Bernard Barbier, dyrektor ds. techniki w DGSE w latach 2006-14, zdradził podczas spotkania ze studentami jednej z uczelni w czerwcu, że Amerykanie przeprowadzali cyberataki.
Wiadomo, że pomiędzy dwiema turami wyborów prezydenckich w 2012 roku francuskie służby wykryły włamania do komputerów ówczesnego ubiegającego się o reelekcję prezydenta Nicolasa Sarkozy’ego oraz jego współpracowników.
Wskazówki
Eksperci odkryli, że użyto złośliwego oprogramowania, podobnego do zastosowanego w 2010 roku w cyberataku na komputery Komisji Europejskiej. Wówczas uważano, że mogli za tym stać tylko Amerykanie albo Rosjanie. – W 2012 roku mieliśmy więcej środków i możliwości technicznych, by pracować nad metadanymi. Doszedłem do wniosku, że mogły to być tylko Stany Zjednoczone – uściślił Barbier.
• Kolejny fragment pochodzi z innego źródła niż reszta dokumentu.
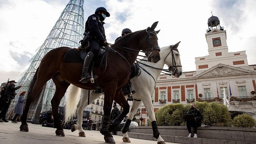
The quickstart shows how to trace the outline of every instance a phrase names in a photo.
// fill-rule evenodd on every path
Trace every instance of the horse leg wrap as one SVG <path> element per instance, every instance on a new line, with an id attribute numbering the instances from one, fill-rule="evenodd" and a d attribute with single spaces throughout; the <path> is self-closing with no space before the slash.
<path id="1" fill-rule="evenodd" d="M 156 122 L 156 121 L 153 121 L 151 122 L 151 124 L 152 124 L 152 129 L 153 129 L 153 137 L 157 139 L 160 135 L 160 133 L 158 131 Z"/>
<path id="2" fill-rule="evenodd" d="M 116 126 L 121 123 L 121 122 L 126 116 L 126 115 L 122 113 L 119 115 L 113 121 L 113 123 L 112 124 L 110 124 L 108 125 L 108 131 L 110 132 L 113 132 L 113 130 Z"/>
<path id="3" fill-rule="evenodd" d="M 109 120 L 109 116 L 103 116 L 103 119 L 102 121 L 102 124 L 100 127 L 100 133 L 105 136 L 105 134 L 109 133 L 109 132 L 108 130 L 108 123 Z M 110 134 L 109 133 L 109 134 Z"/>
<path id="4" fill-rule="evenodd" d="M 127 132 L 129 130 L 129 127 L 130 127 L 131 122 L 132 122 L 132 120 L 130 119 L 127 119 L 127 120 L 125 123 L 125 124 L 124 125 L 124 126 L 122 130 L 121 130 L 123 133 L 127 133 Z"/>

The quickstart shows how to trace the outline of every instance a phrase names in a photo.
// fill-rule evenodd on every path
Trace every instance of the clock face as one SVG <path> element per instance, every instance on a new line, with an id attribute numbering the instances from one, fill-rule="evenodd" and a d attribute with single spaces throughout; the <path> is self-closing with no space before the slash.
<path id="1" fill-rule="evenodd" d="M 218 46 L 220 44 L 221 42 L 220 39 L 215 39 L 213 40 L 212 43 L 214 45 Z"/>

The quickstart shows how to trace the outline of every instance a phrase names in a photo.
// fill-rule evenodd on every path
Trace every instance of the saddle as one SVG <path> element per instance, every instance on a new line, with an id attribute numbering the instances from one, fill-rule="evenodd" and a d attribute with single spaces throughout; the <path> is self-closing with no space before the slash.
<path id="1" fill-rule="evenodd" d="M 90 42 L 88 42 L 84 47 L 84 49 L 71 49 L 66 52 L 64 56 L 64 61 L 67 63 L 75 63 L 83 64 L 85 57 L 89 51 L 86 50 L 86 48 L 90 46 Z M 100 62 L 104 61 L 105 58 L 103 56 L 105 53 L 105 48 L 100 48 L 99 53 L 94 60 L 94 65 L 98 66 Z M 104 59 L 102 59 L 104 58 Z"/>

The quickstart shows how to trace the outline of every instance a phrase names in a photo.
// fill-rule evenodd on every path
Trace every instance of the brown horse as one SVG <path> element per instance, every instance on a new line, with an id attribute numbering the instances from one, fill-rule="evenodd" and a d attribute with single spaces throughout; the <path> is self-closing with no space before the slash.
<path id="1" fill-rule="evenodd" d="M 98 76 L 98 86 L 105 89 L 104 115 L 100 132 L 104 135 L 106 142 L 115 143 L 108 129 L 111 131 L 120 123 L 120 119 L 123 119 L 129 112 L 130 106 L 121 89 L 128 81 L 130 66 L 136 59 L 139 50 L 145 51 L 148 61 L 156 63 L 160 60 L 160 50 L 156 35 L 159 31 L 156 32 L 154 30 L 158 22 L 153 24 L 151 27 L 124 37 L 113 45 L 113 47 L 116 50 L 109 51 L 108 65 L 105 72 L 100 73 L 98 71 L 100 68 L 94 67 L 95 74 Z M 129 51 L 127 48 L 129 48 Z M 70 84 L 84 89 L 96 89 L 94 84 L 79 82 L 82 64 L 64 62 L 64 55 L 70 49 L 67 47 L 57 48 L 50 51 L 43 58 L 30 85 L 26 103 L 21 118 L 20 131 L 28 131 L 26 120 L 29 107 L 32 103 L 33 104 L 36 104 L 43 87 L 51 79 L 52 79 L 56 87 L 51 103 L 54 127 L 57 129 L 55 133 L 57 136 L 65 136 L 58 114 L 58 107 Z M 123 57 L 117 54 L 118 52 Z M 124 110 L 108 129 L 108 117 L 114 100 Z"/>

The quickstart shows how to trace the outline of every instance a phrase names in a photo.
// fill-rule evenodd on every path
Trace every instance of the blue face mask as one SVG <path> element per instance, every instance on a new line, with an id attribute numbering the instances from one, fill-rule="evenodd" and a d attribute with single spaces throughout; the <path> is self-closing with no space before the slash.
<path id="1" fill-rule="evenodd" d="M 102 15 L 102 16 L 103 16 L 103 17 L 104 18 L 104 19 L 105 19 L 106 18 L 106 15 L 105 15 L 105 14 L 103 14 L 103 13 L 101 14 L 101 15 Z"/>

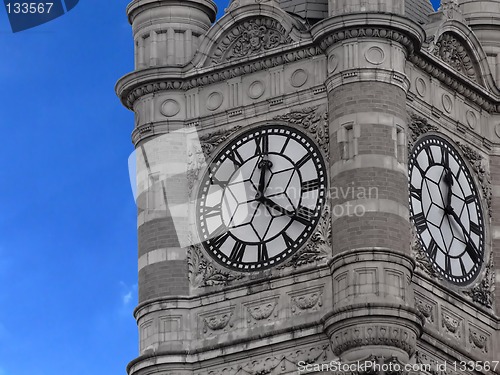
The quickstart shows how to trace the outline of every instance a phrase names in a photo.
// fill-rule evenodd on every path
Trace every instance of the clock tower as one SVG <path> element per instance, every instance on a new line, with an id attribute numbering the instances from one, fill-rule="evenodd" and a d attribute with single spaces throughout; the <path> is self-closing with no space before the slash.
<path id="1" fill-rule="evenodd" d="M 500 373 L 500 31 L 472 3 L 129 4 L 129 375 Z"/>

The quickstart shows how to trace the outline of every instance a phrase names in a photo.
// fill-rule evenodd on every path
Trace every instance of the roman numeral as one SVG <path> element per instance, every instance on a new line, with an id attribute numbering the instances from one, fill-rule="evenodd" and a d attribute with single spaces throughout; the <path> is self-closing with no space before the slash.
<path id="1" fill-rule="evenodd" d="M 309 161 L 309 159 L 311 159 L 311 157 L 312 157 L 312 156 L 311 156 L 311 154 L 309 154 L 309 153 L 305 154 L 305 155 L 302 157 L 302 159 L 300 159 L 300 160 L 297 162 L 297 169 L 302 168 L 302 166 L 303 166 L 304 164 L 306 164 L 306 163 Z"/>
<path id="2" fill-rule="evenodd" d="M 311 181 L 302 182 L 301 186 L 302 191 L 311 191 L 319 189 L 319 178 Z"/>
<path id="3" fill-rule="evenodd" d="M 429 242 L 429 246 L 427 246 L 427 254 L 429 254 L 429 258 L 431 258 L 433 261 L 436 260 L 438 249 L 439 247 L 437 243 L 433 239 L 431 239 L 431 242 Z"/>
<path id="4" fill-rule="evenodd" d="M 415 223 L 415 227 L 417 228 L 417 232 L 420 234 L 427 229 L 427 219 L 423 212 L 414 215 L 412 217 L 413 222 Z"/>
<path id="5" fill-rule="evenodd" d="M 227 228 L 224 225 L 221 225 L 211 233 L 211 236 L 212 239 L 210 240 L 210 244 L 220 249 L 220 247 L 228 239 L 229 232 L 227 231 Z"/>
<path id="6" fill-rule="evenodd" d="M 229 258 L 234 262 L 241 262 L 243 260 L 243 255 L 245 255 L 246 245 L 241 242 L 236 242 L 231 251 Z"/>
<path id="7" fill-rule="evenodd" d="M 481 235 L 481 227 L 478 224 L 476 224 L 473 221 L 471 221 L 470 224 L 469 224 L 469 226 L 470 226 L 470 230 L 473 233 L 477 234 L 478 236 Z"/>
<path id="8" fill-rule="evenodd" d="M 233 151 L 229 152 L 229 154 L 227 155 L 227 158 L 233 162 L 233 164 L 236 168 L 241 167 L 243 165 L 243 163 L 245 162 L 243 160 L 243 158 L 241 157 L 240 153 L 238 152 L 238 150 L 233 150 Z"/>
<path id="9" fill-rule="evenodd" d="M 261 134 L 255 138 L 255 154 L 264 155 L 269 153 L 269 136 L 267 134 Z"/>
<path id="10" fill-rule="evenodd" d="M 446 166 L 450 165 L 450 154 L 448 152 L 448 149 L 446 147 L 441 147 L 441 157 L 443 159 L 443 163 Z"/>
<path id="11" fill-rule="evenodd" d="M 446 256 L 444 270 L 448 275 L 453 275 L 451 272 L 451 258 Z"/>
<path id="12" fill-rule="evenodd" d="M 467 271 L 465 269 L 465 264 L 464 262 L 462 261 L 462 258 L 460 258 L 460 268 L 462 269 L 462 276 L 466 275 L 467 274 Z"/>
<path id="13" fill-rule="evenodd" d="M 220 216 L 222 211 L 222 203 L 217 204 L 214 207 L 203 207 L 202 214 L 205 218 Z"/>
<path id="14" fill-rule="evenodd" d="M 465 197 L 465 203 L 466 204 L 474 203 L 475 200 L 476 200 L 476 197 L 474 197 L 473 194 L 469 195 L 468 197 Z"/>
<path id="15" fill-rule="evenodd" d="M 217 177 L 213 176 L 213 177 L 210 177 L 210 185 L 218 185 L 220 186 L 221 188 L 225 188 L 227 186 L 227 184 L 229 183 L 229 181 L 221 181 L 219 180 Z"/>
<path id="16" fill-rule="evenodd" d="M 285 152 L 285 150 L 288 146 L 288 143 L 290 143 L 290 138 L 287 137 L 285 143 L 283 144 L 283 147 L 281 148 L 281 151 L 280 151 L 281 154 L 283 154 Z"/>
<path id="17" fill-rule="evenodd" d="M 288 236 L 288 234 L 286 232 L 283 232 L 282 236 L 283 236 L 283 240 L 285 241 L 286 246 L 288 248 L 293 247 L 293 244 L 295 242 L 290 238 L 290 236 Z"/>
<path id="18" fill-rule="evenodd" d="M 429 160 L 429 166 L 436 164 L 434 161 L 434 155 L 432 154 L 432 150 L 430 147 L 425 148 L 425 153 L 427 154 L 427 160 Z"/>
<path id="19" fill-rule="evenodd" d="M 297 210 L 295 219 L 304 225 L 309 225 L 311 224 L 311 219 L 313 216 L 314 216 L 314 210 L 311 210 L 310 208 L 307 207 L 300 207 Z"/>
<path id="20" fill-rule="evenodd" d="M 410 186 L 410 195 L 413 198 L 416 198 L 419 201 L 421 201 L 422 200 L 422 189 L 417 189 L 416 187 L 414 187 L 413 185 L 411 185 Z"/>
<path id="21" fill-rule="evenodd" d="M 258 259 L 259 262 L 265 262 L 269 259 L 269 254 L 267 253 L 267 245 L 265 243 L 259 244 Z"/>

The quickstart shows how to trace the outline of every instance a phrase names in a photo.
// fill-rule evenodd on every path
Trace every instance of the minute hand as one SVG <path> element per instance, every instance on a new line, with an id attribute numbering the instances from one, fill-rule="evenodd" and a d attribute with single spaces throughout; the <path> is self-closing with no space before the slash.
<path id="1" fill-rule="evenodd" d="M 261 199 L 259 199 L 259 201 L 264 205 L 266 205 L 267 207 L 270 207 L 278 212 L 281 212 L 282 214 L 289 216 L 292 219 L 295 219 L 302 224 L 309 224 L 309 221 L 307 221 L 304 218 L 301 218 L 300 216 L 297 216 L 297 213 L 295 211 L 289 211 L 286 208 L 281 207 L 279 204 L 276 204 L 269 198 L 262 197 Z"/>

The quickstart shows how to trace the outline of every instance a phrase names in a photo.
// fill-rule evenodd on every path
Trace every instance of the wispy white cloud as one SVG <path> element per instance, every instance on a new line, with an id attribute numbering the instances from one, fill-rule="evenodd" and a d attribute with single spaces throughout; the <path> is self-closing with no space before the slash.
<path id="1" fill-rule="evenodd" d="M 120 281 L 120 286 L 122 288 L 122 294 L 121 294 L 122 306 L 127 307 L 131 304 L 134 297 L 137 295 L 137 284 L 129 286 L 125 282 Z"/>

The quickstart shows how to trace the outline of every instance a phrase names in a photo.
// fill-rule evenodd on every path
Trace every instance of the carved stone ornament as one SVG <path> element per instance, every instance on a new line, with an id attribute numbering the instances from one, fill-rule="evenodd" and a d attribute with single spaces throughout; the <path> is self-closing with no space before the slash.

Urzędnik francuskiego wywiadu został wysłany przez następnego prezydenta Francoisa Hollande’a do USA, żeby „obsztorcować” szefów amerykański wywiad. – Nastąpiło to 12 kwietnia 2013 roku i był to naprawdę wielki moment mojej kariery zawodowej – wspominał.
– Byliśmy pewni, że to oni. Na koniec spotkania ówczesny szef amerykańskiej Agencji Bezpieczeństwa Narodowego Keith Alexander nie był zadowolony – pochwalił się Barbier.
Demaskatorski portal Wikileaks ujawnił dokumenty, z których wynika, że trzej ostatni francuscy prezydenci (poza Sarkozym i Hollande’em także Jacques Chirac), a także ministrowie i parlamentarzyści, byli inwigilowani przez USA co najmniej od 2006 do 2012 roku. Wiadomo również, że Amerykanie szpiegowali między innymi kanclerz Niemiec Angelę Merkel.